Count me in with Criag and Santiago. dpkg should never, ever,
think it is smarter than the user. It has control over certain files
on my disk; it should never touch anything else not in its
jurisdiction.
There is no reason ever to uncompress a file (lesspipe and
lessopen make it unnecessary). When I uncomress a file, it is done
for a reason, and dpkg had bloody well leave it alone.
Peter> - A new user won't know about special setups needed for emacs, less and
Peter> other program.
This should be fixed. The default lessopen script does indeed
set it up so.
Peter> - A new user may need the docs on a crippled system, or on a
Peter> system with only the base system installed.
The base system has gunzip et al.
Peter> - If you are using some docs often on a 486, you end up
Peter> uncompressing them because it's too slow otherwise.
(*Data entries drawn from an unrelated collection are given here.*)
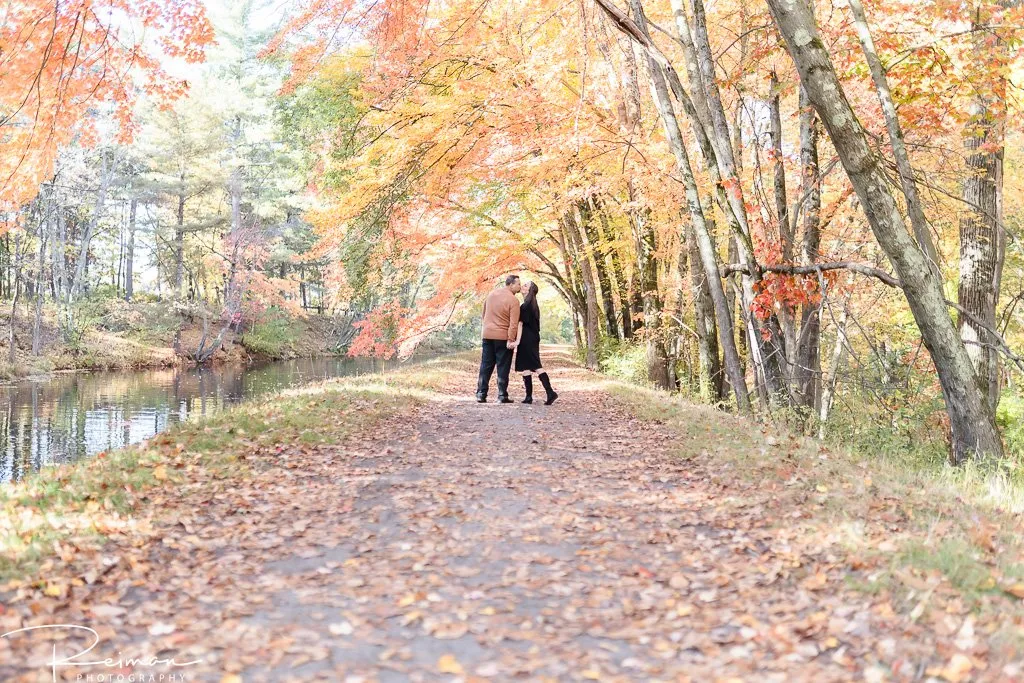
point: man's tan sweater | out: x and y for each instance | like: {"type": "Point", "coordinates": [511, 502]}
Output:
{"type": "Point", "coordinates": [501, 315]}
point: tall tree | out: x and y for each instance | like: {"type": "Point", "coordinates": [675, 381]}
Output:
{"type": "Point", "coordinates": [972, 424]}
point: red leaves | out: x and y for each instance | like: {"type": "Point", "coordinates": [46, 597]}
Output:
{"type": "Point", "coordinates": [776, 291]}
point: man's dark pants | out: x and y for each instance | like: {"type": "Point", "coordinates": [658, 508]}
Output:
{"type": "Point", "coordinates": [495, 353]}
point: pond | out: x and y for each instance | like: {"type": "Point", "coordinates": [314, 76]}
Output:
{"type": "Point", "coordinates": [77, 415]}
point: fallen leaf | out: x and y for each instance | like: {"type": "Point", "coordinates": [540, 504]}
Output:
{"type": "Point", "coordinates": [449, 665]}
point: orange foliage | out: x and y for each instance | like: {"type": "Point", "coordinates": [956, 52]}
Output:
{"type": "Point", "coordinates": [60, 60]}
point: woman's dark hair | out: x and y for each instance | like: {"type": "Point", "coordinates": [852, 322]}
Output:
{"type": "Point", "coordinates": [530, 300]}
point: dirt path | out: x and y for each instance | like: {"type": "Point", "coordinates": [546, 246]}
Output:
{"type": "Point", "coordinates": [489, 541]}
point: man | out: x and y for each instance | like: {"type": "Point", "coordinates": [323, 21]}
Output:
{"type": "Point", "coordinates": [501, 327]}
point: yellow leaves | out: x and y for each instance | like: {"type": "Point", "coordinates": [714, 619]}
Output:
{"type": "Point", "coordinates": [410, 598]}
{"type": "Point", "coordinates": [55, 590]}
{"type": "Point", "coordinates": [1016, 590]}
{"type": "Point", "coordinates": [446, 664]}
{"type": "Point", "coordinates": [957, 670]}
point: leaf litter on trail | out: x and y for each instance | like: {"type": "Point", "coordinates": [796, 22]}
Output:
{"type": "Point", "coordinates": [417, 548]}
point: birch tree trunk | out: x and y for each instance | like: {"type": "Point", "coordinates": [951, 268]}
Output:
{"type": "Point", "coordinates": [839, 357]}
{"type": "Point", "coordinates": [907, 181]}
{"type": "Point", "coordinates": [571, 228]}
{"type": "Point", "coordinates": [130, 252]}
{"type": "Point", "coordinates": [973, 426]}
{"type": "Point", "coordinates": [807, 373]}
{"type": "Point", "coordinates": [712, 388]}
{"type": "Point", "coordinates": [37, 327]}
{"type": "Point", "coordinates": [17, 259]}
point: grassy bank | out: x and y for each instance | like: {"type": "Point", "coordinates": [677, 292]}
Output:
{"type": "Point", "coordinates": [924, 539]}
{"type": "Point", "coordinates": [111, 334]}
{"type": "Point", "coordinates": [123, 495]}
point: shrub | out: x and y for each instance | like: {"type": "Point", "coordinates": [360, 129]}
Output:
{"type": "Point", "coordinates": [271, 336]}
{"type": "Point", "coordinates": [623, 359]}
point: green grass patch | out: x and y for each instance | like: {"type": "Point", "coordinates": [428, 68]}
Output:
{"type": "Point", "coordinates": [83, 503]}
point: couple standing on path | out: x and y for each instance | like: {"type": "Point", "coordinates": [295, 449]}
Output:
{"type": "Point", "coordinates": [510, 327]}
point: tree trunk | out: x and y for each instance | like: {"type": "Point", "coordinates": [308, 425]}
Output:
{"type": "Point", "coordinates": [973, 426]}
{"type": "Point", "coordinates": [982, 233]}
{"type": "Point", "coordinates": [709, 255]}
{"type": "Point", "coordinates": [785, 231]}
{"type": "Point", "coordinates": [179, 243]}
{"type": "Point", "coordinates": [712, 386]}
{"type": "Point", "coordinates": [17, 257]}
{"type": "Point", "coordinates": [571, 228]}
{"type": "Point", "coordinates": [839, 357]}
{"type": "Point", "coordinates": [82, 263]}
{"type": "Point", "coordinates": [599, 252]}
{"type": "Point", "coordinates": [37, 327]}
{"type": "Point", "coordinates": [808, 370]}
{"type": "Point", "coordinates": [646, 247]}
{"type": "Point", "coordinates": [130, 252]}
{"type": "Point", "coordinates": [907, 181]}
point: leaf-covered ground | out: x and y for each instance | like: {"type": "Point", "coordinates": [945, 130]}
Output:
{"type": "Point", "coordinates": [439, 540]}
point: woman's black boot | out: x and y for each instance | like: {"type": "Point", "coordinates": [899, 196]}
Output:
{"type": "Point", "coordinates": [552, 394]}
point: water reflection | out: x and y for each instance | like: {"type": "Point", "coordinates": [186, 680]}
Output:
{"type": "Point", "coordinates": [79, 415]}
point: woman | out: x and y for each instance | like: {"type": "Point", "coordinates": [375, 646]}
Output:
{"type": "Point", "coordinates": [527, 356]}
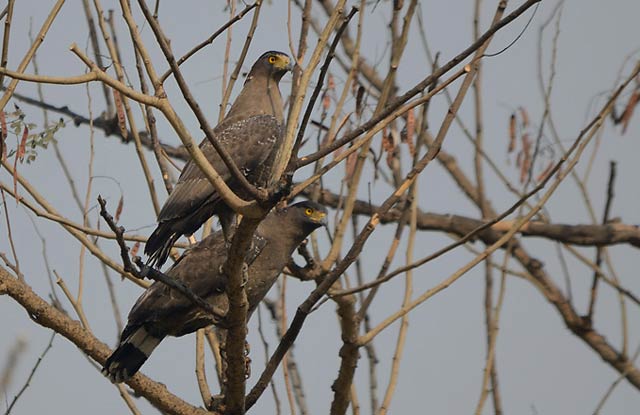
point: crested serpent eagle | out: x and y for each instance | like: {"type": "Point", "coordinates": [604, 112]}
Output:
{"type": "Point", "coordinates": [161, 311]}
{"type": "Point", "coordinates": [251, 133]}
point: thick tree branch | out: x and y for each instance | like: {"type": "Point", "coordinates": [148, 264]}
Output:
{"type": "Point", "coordinates": [579, 234]}
{"type": "Point", "coordinates": [48, 316]}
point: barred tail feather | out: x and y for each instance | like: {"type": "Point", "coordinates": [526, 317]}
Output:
{"type": "Point", "coordinates": [159, 245]}
{"type": "Point", "coordinates": [130, 355]}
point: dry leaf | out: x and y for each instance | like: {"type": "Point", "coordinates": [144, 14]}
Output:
{"type": "Point", "coordinates": [22, 147]}
{"type": "Point", "coordinates": [628, 110]}
{"type": "Point", "coordinates": [134, 250]}
{"type": "Point", "coordinates": [542, 176]}
{"type": "Point", "coordinates": [3, 136]}
{"type": "Point", "coordinates": [350, 165]}
{"type": "Point", "coordinates": [359, 101]}
{"type": "Point", "coordinates": [326, 101]}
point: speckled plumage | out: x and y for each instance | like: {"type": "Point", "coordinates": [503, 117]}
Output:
{"type": "Point", "coordinates": [161, 311]}
{"type": "Point", "coordinates": [251, 133]}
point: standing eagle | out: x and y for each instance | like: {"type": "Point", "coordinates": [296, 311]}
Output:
{"type": "Point", "coordinates": [251, 133]}
{"type": "Point", "coordinates": [162, 311]}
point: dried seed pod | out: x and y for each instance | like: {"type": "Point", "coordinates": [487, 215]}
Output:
{"type": "Point", "coordinates": [512, 133]}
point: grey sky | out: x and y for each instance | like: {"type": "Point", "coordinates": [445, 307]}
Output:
{"type": "Point", "coordinates": [543, 369]}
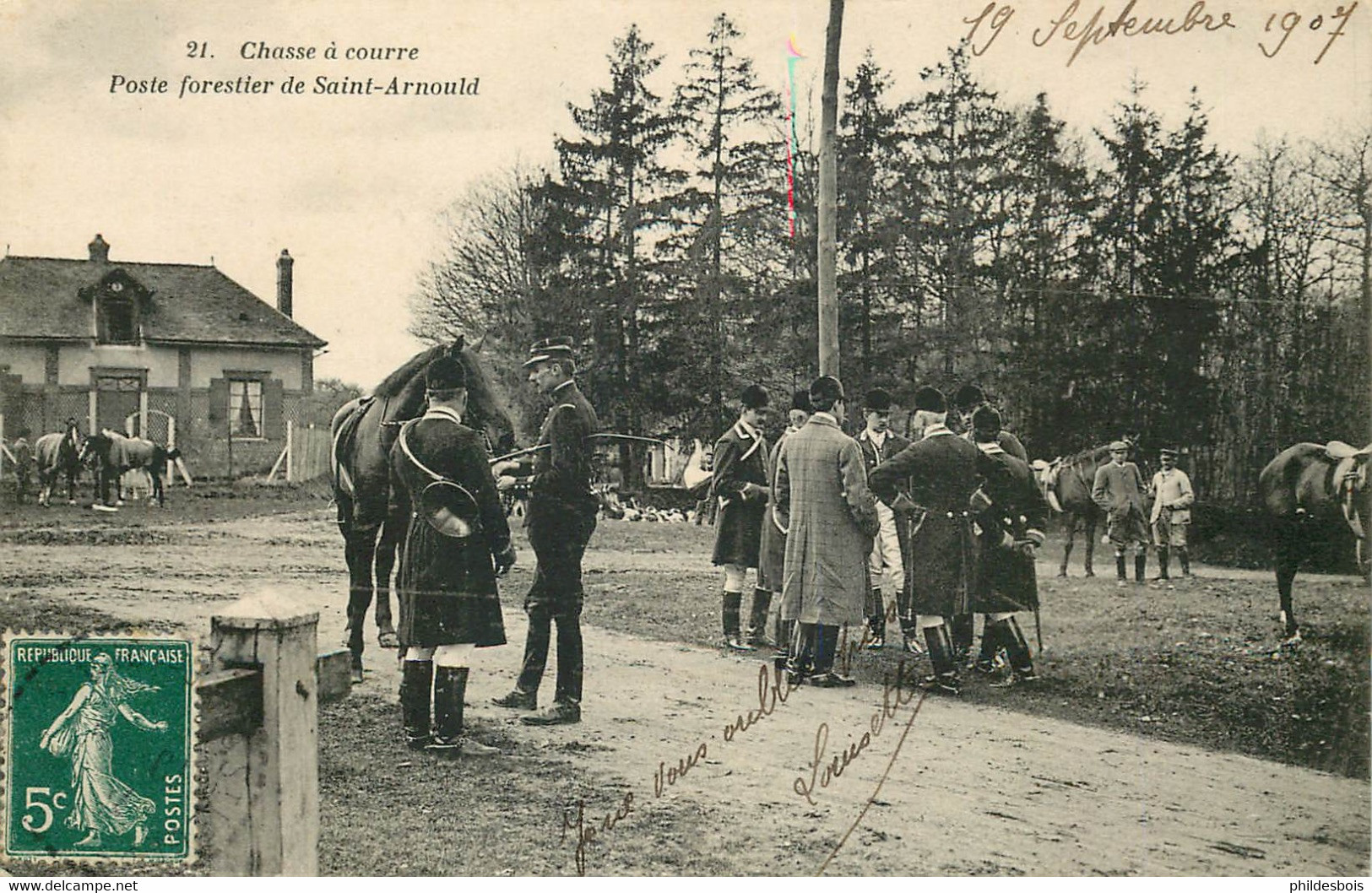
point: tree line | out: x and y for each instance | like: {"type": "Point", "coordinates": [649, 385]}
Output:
{"type": "Point", "coordinates": [1134, 280]}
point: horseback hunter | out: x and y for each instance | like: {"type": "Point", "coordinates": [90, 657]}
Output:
{"type": "Point", "coordinates": [560, 522]}
{"type": "Point", "coordinates": [456, 545]}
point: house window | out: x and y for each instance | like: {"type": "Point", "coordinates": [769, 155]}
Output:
{"type": "Point", "coordinates": [246, 408]}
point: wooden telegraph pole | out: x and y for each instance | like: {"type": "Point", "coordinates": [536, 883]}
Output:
{"type": "Point", "coordinates": [829, 197]}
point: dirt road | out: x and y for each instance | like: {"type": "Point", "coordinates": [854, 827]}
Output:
{"type": "Point", "coordinates": [788, 787]}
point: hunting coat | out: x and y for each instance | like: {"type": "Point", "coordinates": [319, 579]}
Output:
{"type": "Point", "coordinates": [941, 469]}
{"type": "Point", "coordinates": [830, 515]}
{"type": "Point", "coordinates": [772, 557]}
{"type": "Point", "coordinates": [446, 586]}
{"type": "Point", "coordinates": [1172, 491]}
{"type": "Point", "coordinates": [741, 480]}
{"type": "Point", "coordinates": [1006, 574]}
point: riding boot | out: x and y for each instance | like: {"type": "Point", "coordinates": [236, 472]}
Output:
{"type": "Point", "coordinates": [1017, 649]}
{"type": "Point", "coordinates": [449, 700]}
{"type": "Point", "coordinates": [416, 680]}
{"type": "Point", "coordinates": [991, 644]}
{"type": "Point", "coordinates": [757, 619]}
{"type": "Point", "coordinates": [941, 656]}
{"type": "Point", "coordinates": [733, 623]}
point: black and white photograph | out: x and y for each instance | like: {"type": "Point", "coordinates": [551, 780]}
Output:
{"type": "Point", "coordinates": [669, 438]}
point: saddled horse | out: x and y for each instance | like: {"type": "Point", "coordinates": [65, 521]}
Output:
{"type": "Point", "coordinates": [116, 454]}
{"type": "Point", "coordinates": [1310, 490]}
{"type": "Point", "coordinates": [58, 453]}
{"type": "Point", "coordinates": [1066, 484]}
{"type": "Point", "coordinates": [362, 434]}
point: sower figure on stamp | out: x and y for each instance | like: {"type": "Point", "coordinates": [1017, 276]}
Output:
{"type": "Point", "coordinates": [1011, 523]}
{"type": "Point", "coordinates": [878, 443]}
{"type": "Point", "coordinates": [447, 596]}
{"type": "Point", "coordinates": [1119, 491]}
{"type": "Point", "coordinates": [772, 559]}
{"type": "Point", "coordinates": [560, 522]}
{"type": "Point", "coordinates": [741, 480]}
{"type": "Point", "coordinates": [1172, 501]}
{"type": "Point", "coordinates": [822, 498]}
{"type": "Point", "coordinates": [941, 469]}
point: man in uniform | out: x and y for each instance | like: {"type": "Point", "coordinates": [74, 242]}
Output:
{"type": "Point", "coordinates": [772, 559]}
{"type": "Point", "coordinates": [1172, 500]}
{"type": "Point", "coordinates": [878, 443]}
{"type": "Point", "coordinates": [447, 596]}
{"type": "Point", "coordinates": [1010, 526]}
{"type": "Point", "coordinates": [941, 469]}
{"type": "Point", "coordinates": [822, 498]}
{"type": "Point", "coordinates": [560, 522]}
{"type": "Point", "coordinates": [740, 484]}
{"type": "Point", "coordinates": [1119, 491]}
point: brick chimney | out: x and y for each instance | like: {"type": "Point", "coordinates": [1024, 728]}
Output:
{"type": "Point", "coordinates": [99, 250]}
{"type": "Point", "coordinates": [283, 281]}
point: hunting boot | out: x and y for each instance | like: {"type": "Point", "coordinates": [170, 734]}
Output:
{"type": "Point", "coordinates": [944, 678]}
{"type": "Point", "coordinates": [757, 619]}
{"type": "Point", "coordinates": [827, 649]}
{"type": "Point", "coordinates": [733, 623]}
{"type": "Point", "coordinates": [991, 644]}
{"type": "Point", "coordinates": [1017, 649]}
{"type": "Point", "coordinates": [876, 622]}
{"type": "Point", "coordinates": [449, 702]}
{"type": "Point", "coordinates": [416, 680]}
{"type": "Point", "coordinates": [1163, 564]}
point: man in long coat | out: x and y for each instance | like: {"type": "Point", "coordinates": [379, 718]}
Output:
{"type": "Point", "coordinates": [1010, 528]}
{"type": "Point", "coordinates": [1119, 491]}
{"type": "Point", "coordinates": [560, 522]}
{"type": "Point", "coordinates": [823, 501]}
{"type": "Point", "coordinates": [941, 469]}
{"type": "Point", "coordinates": [740, 486]}
{"type": "Point", "coordinates": [447, 596]}
{"type": "Point", "coordinates": [772, 559]}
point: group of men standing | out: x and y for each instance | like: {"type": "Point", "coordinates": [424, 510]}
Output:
{"type": "Point", "coordinates": [458, 542]}
{"type": "Point", "coordinates": [952, 520]}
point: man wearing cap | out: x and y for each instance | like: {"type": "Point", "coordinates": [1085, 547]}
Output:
{"type": "Point", "coordinates": [941, 469]}
{"type": "Point", "coordinates": [772, 559]}
{"type": "Point", "coordinates": [447, 596]}
{"type": "Point", "coordinates": [1010, 527]}
{"type": "Point", "coordinates": [560, 522]}
{"type": "Point", "coordinates": [1172, 500]}
{"type": "Point", "coordinates": [740, 486]}
{"type": "Point", "coordinates": [878, 443]}
{"type": "Point", "coordinates": [822, 498]}
{"type": "Point", "coordinates": [1119, 491]}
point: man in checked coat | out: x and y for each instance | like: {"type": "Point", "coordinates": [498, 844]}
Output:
{"type": "Point", "coordinates": [449, 603]}
{"type": "Point", "coordinates": [740, 486]}
{"type": "Point", "coordinates": [822, 498]}
{"type": "Point", "coordinates": [941, 469]}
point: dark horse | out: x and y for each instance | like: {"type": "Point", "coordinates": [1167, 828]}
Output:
{"type": "Point", "coordinates": [1310, 490]}
{"type": "Point", "coordinates": [362, 434]}
{"type": "Point", "coordinates": [116, 454]}
{"type": "Point", "coordinates": [1066, 486]}
{"type": "Point", "coordinates": [58, 453]}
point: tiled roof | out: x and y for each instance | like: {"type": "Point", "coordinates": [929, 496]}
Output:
{"type": "Point", "coordinates": [41, 298]}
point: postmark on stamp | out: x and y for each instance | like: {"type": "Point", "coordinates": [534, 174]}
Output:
{"type": "Point", "coordinates": [98, 746]}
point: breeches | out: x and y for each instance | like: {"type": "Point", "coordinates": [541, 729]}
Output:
{"type": "Point", "coordinates": [885, 552]}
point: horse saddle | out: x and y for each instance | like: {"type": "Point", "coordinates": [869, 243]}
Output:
{"type": "Point", "coordinates": [449, 509]}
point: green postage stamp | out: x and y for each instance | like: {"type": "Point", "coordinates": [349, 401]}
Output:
{"type": "Point", "coordinates": [98, 743]}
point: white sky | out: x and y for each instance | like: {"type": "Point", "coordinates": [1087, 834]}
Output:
{"type": "Point", "coordinates": [353, 186]}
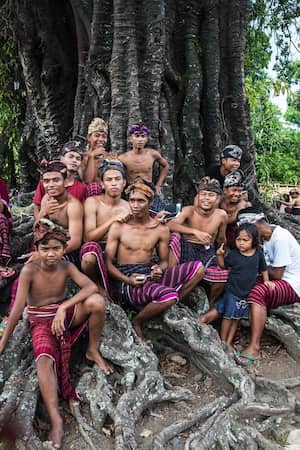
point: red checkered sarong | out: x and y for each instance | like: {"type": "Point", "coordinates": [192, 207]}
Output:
{"type": "Point", "coordinates": [166, 289]}
{"type": "Point", "coordinates": [93, 189]}
{"type": "Point", "coordinates": [56, 348]}
{"type": "Point", "coordinates": [282, 294]}
{"type": "Point", "coordinates": [194, 252]}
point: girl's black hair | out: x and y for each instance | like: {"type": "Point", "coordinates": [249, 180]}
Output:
{"type": "Point", "coordinates": [251, 230]}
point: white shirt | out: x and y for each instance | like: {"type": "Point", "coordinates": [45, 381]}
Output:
{"type": "Point", "coordinates": [283, 250]}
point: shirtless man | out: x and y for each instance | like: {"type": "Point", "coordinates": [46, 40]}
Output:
{"type": "Point", "coordinates": [71, 155]}
{"type": "Point", "coordinates": [232, 202]}
{"type": "Point", "coordinates": [230, 159]}
{"type": "Point", "coordinates": [100, 212]}
{"type": "Point", "coordinates": [56, 322]}
{"type": "Point", "coordinates": [139, 161]}
{"type": "Point", "coordinates": [198, 228]}
{"type": "Point", "coordinates": [97, 138]}
{"type": "Point", "coordinates": [129, 250]}
{"type": "Point", "coordinates": [61, 207]}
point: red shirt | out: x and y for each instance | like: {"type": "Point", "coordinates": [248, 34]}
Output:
{"type": "Point", "coordinates": [77, 189]}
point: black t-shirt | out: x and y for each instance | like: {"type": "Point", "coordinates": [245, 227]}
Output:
{"type": "Point", "coordinates": [244, 270]}
{"type": "Point", "coordinates": [213, 171]}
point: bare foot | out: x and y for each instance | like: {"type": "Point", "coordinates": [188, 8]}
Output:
{"type": "Point", "coordinates": [202, 319]}
{"type": "Point", "coordinates": [138, 329]}
{"type": "Point", "coordinates": [55, 436]}
{"type": "Point", "coordinates": [95, 356]}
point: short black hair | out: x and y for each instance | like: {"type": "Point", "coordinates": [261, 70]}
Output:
{"type": "Point", "coordinates": [251, 230]}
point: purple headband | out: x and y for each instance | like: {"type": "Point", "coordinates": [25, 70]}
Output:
{"type": "Point", "coordinates": [138, 128]}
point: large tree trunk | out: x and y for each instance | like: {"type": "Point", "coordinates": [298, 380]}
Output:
{"type": "Point", "coordinates": [176, 65]}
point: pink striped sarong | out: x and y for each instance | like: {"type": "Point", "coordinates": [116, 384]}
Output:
{"type": "Point", "coordinates": [56, 348]}
{"type": "Point", "coordinates": [282, 294]}
{"type": "Point", "coordinates": [93, 248]}
{"type": "Point", "coordinates": [5, 229]}
{"type": "Point", "coordinates": [166, 289]}
{"type": "Point", "coordinates": [93, 189]}
{"type": "Point", "coordinates": [194, 252]}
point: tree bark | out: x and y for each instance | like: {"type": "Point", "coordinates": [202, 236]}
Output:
{"type": "Point", "coordinates": [176, 65]}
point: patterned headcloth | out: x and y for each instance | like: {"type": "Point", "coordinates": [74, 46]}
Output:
{"type": "Point", "coordinates": [232, 151]}
{"type": "Point", "coordinates": [138, 128]}
{"type": "Point", "coordinates": [72, 146]}
{"type": "Point", "coordinates": [112, 164]}
{"type": "Point", "coordinates": [142, 186]}
{"type": "Point", "coordinates": [234, 179]}
{"type": "Point", "coordinates": [209, 184]}
{"type": "Point", "coordinates": [46, 228]}
{"type": "Point", "coordinates": [249, 215]}
{"type": "Point", "coordinates": [98, 124]}
{"type": "Point", "coordinates": [53, 166]}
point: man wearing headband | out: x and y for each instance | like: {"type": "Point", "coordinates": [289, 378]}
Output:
{"type": "Point", "coordinates": [230, 159]}
{"type": "Point", "coordinates": [282, 253]}
{"type": "Point", "coordinates": [196, 231]}
{"type": "Point", "coordinates": [232, 202]}
{"type": "Point", "coordinates": [71, 155]}
{"type": "Point", "coordinates": [56, 322]}
{"type": "Point", "coordinates": [61, 207]}
{"type": "Point", "coordinates": [129, 259]}
{"type": "Point", "coordinates": [100, 212]}
{"type": "Point", "coordinates": [97, 138]}
{"type": "Point", "coordinates": [139, 161]}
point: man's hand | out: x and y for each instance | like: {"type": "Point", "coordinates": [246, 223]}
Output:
{"type": "Point", "coordinates": [156, 272]}
{"type": "Point", "coordinates": [50, 206]}
{"type": "Point", "coordinates": [220, 250]}
{"type": "Point", "coordinates": [32, 256]}
{"type": "Point", "coordinates": [270, 284]}
{"type": "Point", "coordinates": [134, 282]}
{"type": "Point", "coordinates": [58, 324]}
{"type": "Point", "coordinates": [202, 237]}
{"type": "Point", "coordinates": [122, 218]}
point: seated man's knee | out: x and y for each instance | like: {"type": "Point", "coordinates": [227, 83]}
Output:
{"type": "Point", "coordinates": [96, 303]}
{"type": "Point", "coordinates": [88, 262]}
{"type": "Point", "coordinates": [45, 363]}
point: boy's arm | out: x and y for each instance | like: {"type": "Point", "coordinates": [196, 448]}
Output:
{"type": "Point", "coordinates": [21, 297]}
{"type": "Point", "coordinates": [88, 288]}
{"type": "Point", "coordinates": [221, 237]}
{"type": "Point", "coordinates": [164, 169]}
{"type": "Point", "coordinates": [220, 256]}
{"type": "Point", "coordinates": [75, 225]}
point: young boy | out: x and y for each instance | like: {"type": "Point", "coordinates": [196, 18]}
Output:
{"type": "Point", "coordinates": [42, 284]}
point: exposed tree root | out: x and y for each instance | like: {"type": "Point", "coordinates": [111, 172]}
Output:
{"type": "Point", "coordinates": [236, 420]}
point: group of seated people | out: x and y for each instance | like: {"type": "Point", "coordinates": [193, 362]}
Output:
{"type": "Point", "coordinates": [140, 258]}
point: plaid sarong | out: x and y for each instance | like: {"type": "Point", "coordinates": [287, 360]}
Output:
{"type": "Point", "coordinates": [282, 294]}
{"type": "Point", "coordinates": [166, 289]}
{"type": "Point", "coordinates": [5, 230]}
{"type": "Point", "coordinates": [56, 348]}
{"type": "Point", "coordinates": [93, 189]}
{"type": "Point", "coordinates": [185, 251]}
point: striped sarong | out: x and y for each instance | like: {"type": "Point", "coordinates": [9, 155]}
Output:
{"type": "Point", "coordinates": [168, 288]}
{"type": "Point", "coordinates": [93, 189]}
{"type": "Point", "coordinates": [185, 251]}
{"type": "Point", "coordinates": [5, 229]}
{"type": "Point", "coordinates": [282, 294]}
{"type": "Point", "coordinates": [93, 248]}
{"type": "Point", "coordinates": [54, 347]}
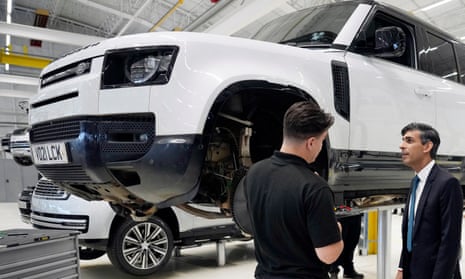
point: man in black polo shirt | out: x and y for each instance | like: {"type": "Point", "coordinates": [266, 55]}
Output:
{"type": "Point", "coordinates": [291, 208]}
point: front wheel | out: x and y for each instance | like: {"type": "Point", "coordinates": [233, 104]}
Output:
{"type": "Point", "coordinates": [141, 248]}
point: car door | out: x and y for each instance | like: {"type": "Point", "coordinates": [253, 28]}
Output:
{"type": "Point", "coordinates": [450, 94]}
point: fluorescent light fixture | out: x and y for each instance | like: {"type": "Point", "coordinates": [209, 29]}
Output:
{"type": "Point", "coordinates": [432, 6]}
{"type": "Point", "coordinates": [9, 9]}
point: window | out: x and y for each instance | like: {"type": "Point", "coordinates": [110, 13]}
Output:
{"type": "Point", "coordinates": [366, 39]}
{"type": "Point", "coordinates": [460, 50]}
{"type": "Point", "coordinates": [441, 54]}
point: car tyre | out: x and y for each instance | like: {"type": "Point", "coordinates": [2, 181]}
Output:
{"type": "Point", "coordinates": [141, 248]}
{"type": "Point", "coordinates": [86, 253]}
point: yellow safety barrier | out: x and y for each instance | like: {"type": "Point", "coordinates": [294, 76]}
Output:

In your particular case. Older machines also tend to be tight
on disk space, and my 486 is still fast enough to use gunzip on the
fly.
Peter> I'm not arguing that dpkg should handle .aux files files
Peter> behind after someone has latex'ed docs. I'm arguing that the
Peter> `intent' of packaging a compressed file is to have the
Peter> uncompressed original available on the system. Debian
Peter> upgrades should therefore acknowledge the possibility that
Peter> files have been decompressed.
I disagree quite strongly. If the intent was to have
uncompressed originals on the system we would have shipped them as
such.
manoj
--
"Bush has it backwards -- abortion is surgical; bombing is murder."